REFLEXÃO DE GEORGINO ROCHA
Jesus serve-se desta imagem expressiva para iniciar a resposta a André e Filipe que o haviam procurado para lhe anunciar o desejo manifestado por uns gregos de o verem. O episódio ocorre em Jerusalém, junto ao templo, por ocasião da festa da pascoa judaica e condensa o alcance da “hora” que se aproxima: A paixão e exaltação de Jesus constituem a maior manifestação de Deus, a sua suprema glorificação. Deste modo, é satisfeita a aspiração mais profunda do coração humano. Ver a Jesus é entrar nesta relação existencial, captar a sua verdade e viver o seu dinamismo potenciador.
O grão de trigo surge como metáfora pedagógica desta realidade sublime. Os interlocutores facilmente apanham o seu alcance. A civilização agrária facilitava-lhes a tarefa. O futuro do grão lançado à terra pode ser: o de apodrecer e não servir para nada; o de tentar conservar as energias que progressivamente vão mirrando e nem sequer alimentam as aves do céu ou os “habitantes” das zonas subterrâneas; o de deixar que o húmus e outros factores a influenciem e condicionem a ponto de ela servir de nutriente ao gérmen que começa a despontar e vai crescendo até ser árvore robusta e frutuosa.
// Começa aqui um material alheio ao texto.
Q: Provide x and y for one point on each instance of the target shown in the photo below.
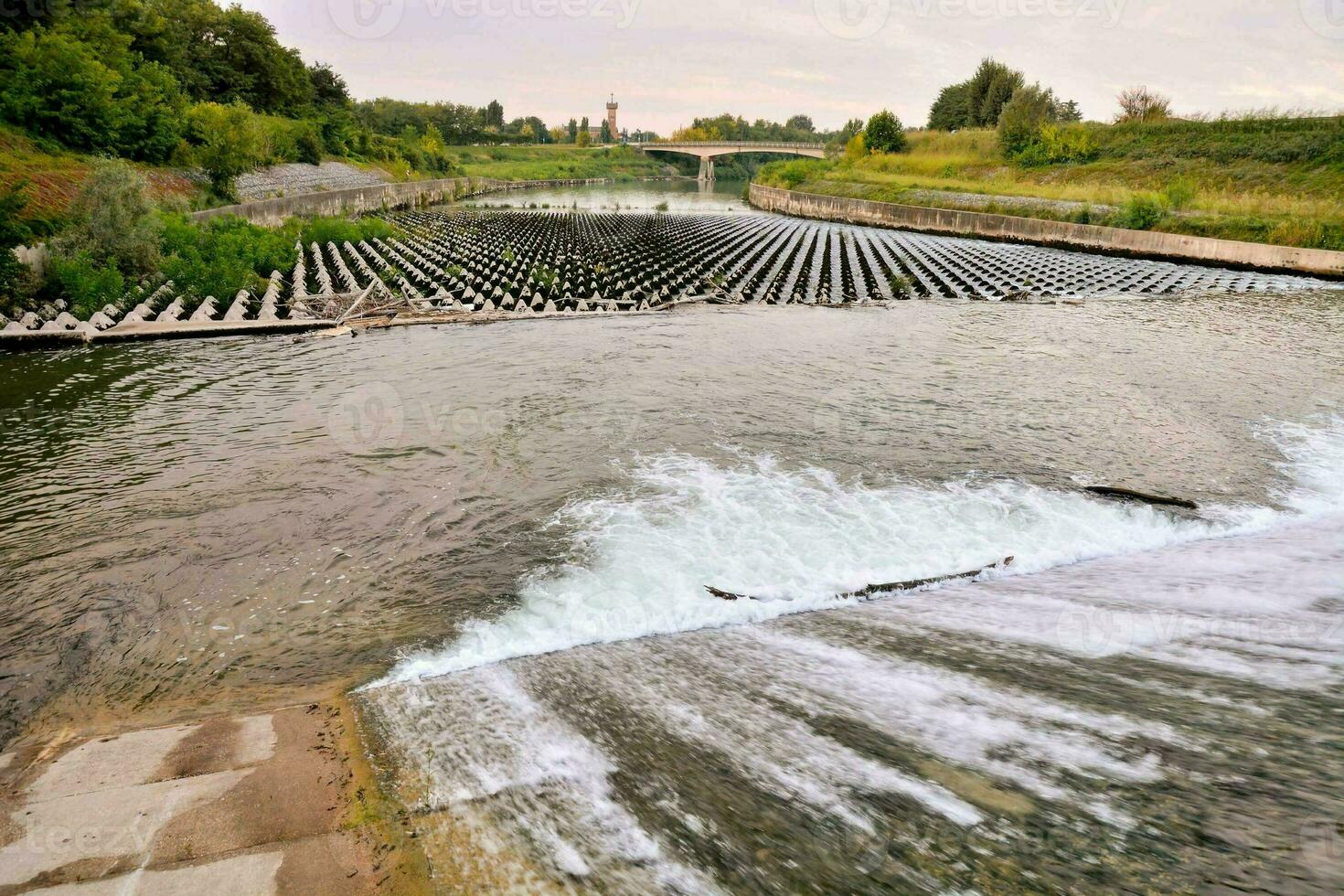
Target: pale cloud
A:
(669, 60)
A lição da semente retrata bem o sentido da vida humana. Escolhida por Jesus constitui um “ícone” da sua missão, sobretudo na hora de transmitir de forma exemplar o que em breve irá acontecer. Garantir o futuro supõe consumir, desde já, as energias em benefício da vida nova que se deseja, exige a aceitação da verdade realista de quem está “em trânsito” e é peregrino, alimenta a esperança de que “nada se perde, tudo se transforma” para melhor ( a árvore e a semente), vive a dinâmica do provisório dando valor a cada instante como a única forma de “comungar” o tempo da história e “tocar” desde já a eternidade.
Os gregos peregrinos manifestam o desejo de ver Jesus, isto é, de conhecer a sua novidade, de prestar atenção à sua mensagem, de entrar em sintonia com ela, de assumir a escala de valores preconizada, de encontrar a medida da verdade ansiada pelo coração. Expressam uma constante de todo o ser humano que santo Agostinho condensa de modo tão feliz: Fizestes-nos Senhor para Vós e o nosso coração vive inquieto enquanto em Vós não repousar.
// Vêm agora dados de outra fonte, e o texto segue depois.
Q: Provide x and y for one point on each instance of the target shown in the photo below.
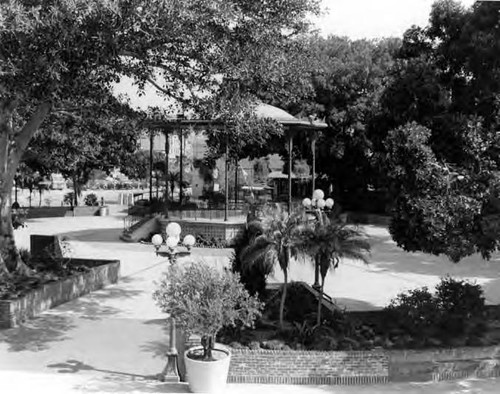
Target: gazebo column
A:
(313, 151)
(235, 183)
(167, 150)
(181, 150)
(226, 179)
(151, 138)
(290, 148)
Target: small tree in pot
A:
(202, 300)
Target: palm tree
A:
(328, 242)
(277, 244)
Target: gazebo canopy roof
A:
(261, 110)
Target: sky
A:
(374, 18)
Esta inquietação reveste muitas formas e, como seu “rosto” mais nítido e interpelante, surge a cruz da vida: A cruz que chega inesperadamente com as limitações da saúde, as crises pessoais, a morte de familiares; a cruz que nos advém da sociedade concreta com as injustiças, o desemprego, a corrupção; a cruz do mundo que se repercute em nós pelos desastres ecológicos e pela alteração do clima; a cruz da Igreja com escândalos, desajuste de linguagens, desilusão face a atitudes menos evangélicas ou a processos de lentidão/involução na pretendida renovação.
A cruz pode ser fecunda e fazer progredir a sabedoria da humanidade. Como em Jesus que, por amor, vive a sua opção por fazer a vontade de Deus: para servir e elevar a dignidade humana, para lançar as bases de uma sociedade inclusiva e fraterna, para constituir o núcleo fundamental da Igreja como comunidade de iguais com dons e funções diferentes, para abrir as fronteiras do tempo à eternidade. Outras cruzes podem tornar-se símbolo de um mundo perverso que é preciso transformar, a partir dos seus fundamentos, da sua organização e da sua escala de valores.
O trigo loiro, a messe abundante e a colheita farta estão no grão. Tudo o que é grande nasce pequenino. A árvore frondosa e fecunda está contida na semente germinal. Importa garantir, quanto de nós dependa, as condições favoráveis.